What is most interesting is that in Western countries, the customer base for Islamic Finance is not constrained to Muslims only. Non-Muslims are attracted to Islamic financial products on the basis of ethics and environmental concern. Furthermore, Islamic banks were less affected by the recent financial crisis and global economic recession as compared to conventional banks. The key to this is that under Islamic Finance, the overarching principle is the prohibition of all forms of interest, known as Riba in Arabic.

Consequently, the Islamic financial model works on the principle of risk sharing as opposed to risk-reward in conventional finance.
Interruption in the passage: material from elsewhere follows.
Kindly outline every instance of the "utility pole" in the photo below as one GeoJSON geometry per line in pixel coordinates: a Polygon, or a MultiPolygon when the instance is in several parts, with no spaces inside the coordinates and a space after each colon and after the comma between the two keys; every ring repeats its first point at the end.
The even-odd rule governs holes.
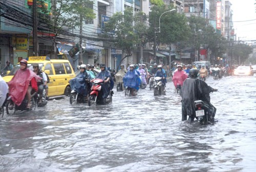
{"type": "Polygon", "coordinates": [[[33,54],[38,55],[37,51],[37,4],[36,1],[33,1],[33,54]]]}
{"type": "Polygon", "coordinates": [[[80,37],[79,37],[79,58],[78,61],[78,64],[81,65],[83,63],[82,62],[82,14],[80,14],[80,37]]]}
{"type": "MultiPolygon", "coordinates": [[[[140,16],[140,22],[141,24],[144,25],[143,22],[143,15],[142,15],[143,9],[142,9],[142,0],[140,0],[140,11],[141,12],[142,15],[140,16]]],[[[141,40],[140,42],[140,63],[142,64],[143,61],[143,47],[142,45],[142,39],[143,39],[143,34],[141,34],[141,40]]]]}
Thus the customer and the financial institution share the risk of investment on agreed terms dividing any profit and losses between them.

Furthermore, investments or transactions cannot be carried out in areas that are forbidden under Islamic law such as pornography, alcohol, tobacco and gambling.

With so much progress occurring in Islamic Finance, it is essential that Malawi’s financial industry should provide a scope for this crucial financial paradigm. It makes both commercial and business sense for Malawian banks to start offering the various Islamic financial products, not only to those customers of Islamic faith, but the entire clientele at large.

This is by no means a propagation of Islam as others may fear. Many of the non-Muslims in the West who buy Islamic Financial Products do not adhere to the Shariah and some could even be ardent opponents of Islam. The UK has not turned into an Islamic State by allowing banks to provide Islamic financial products. In Kenya, they have just established an Islamic Bank which is servicing all industries.

What is needed is for the Reserve Bank of Malawi to create the necessary regulatory framework within which such products can be provided. For instance in the UK, Islamic Finance is governed and regulated by the FSA under the same piece of legislation that governs conventional finance, the Financial Services and Markets Act 2000. Malawian banks cannot afford to lurk behind of this powerful source of financing. This could also be an opportunity for our economy to tap into the vast wealth of the Middle East Sheikhs who are bankrolling many businesses in the West at a time when donor aid is minimal and forex is in acute shortage. 

 

About the author:

Rhodrick Junaid Kalumpha is a Muslim born in 1979 in Zomba. He did his high school at Kamuzu Academy from 1993 to 1997 and went to Multimedia University in Malaysia where he graduated with a Bachelors Degree in Accounting in 2002. He studied MSc International Money, Finance and Investments at Durham University in the UK under the Shell Centenary Chevening Scholarship where he graduated in 2004. He is a qualified Chartered Accountant and is currently working with Global Tea and Commodities Limited, London, as a Group Financial Accountant. He is also the founding member of the Malawi Muslim Community in the UK where he is the Secretary General.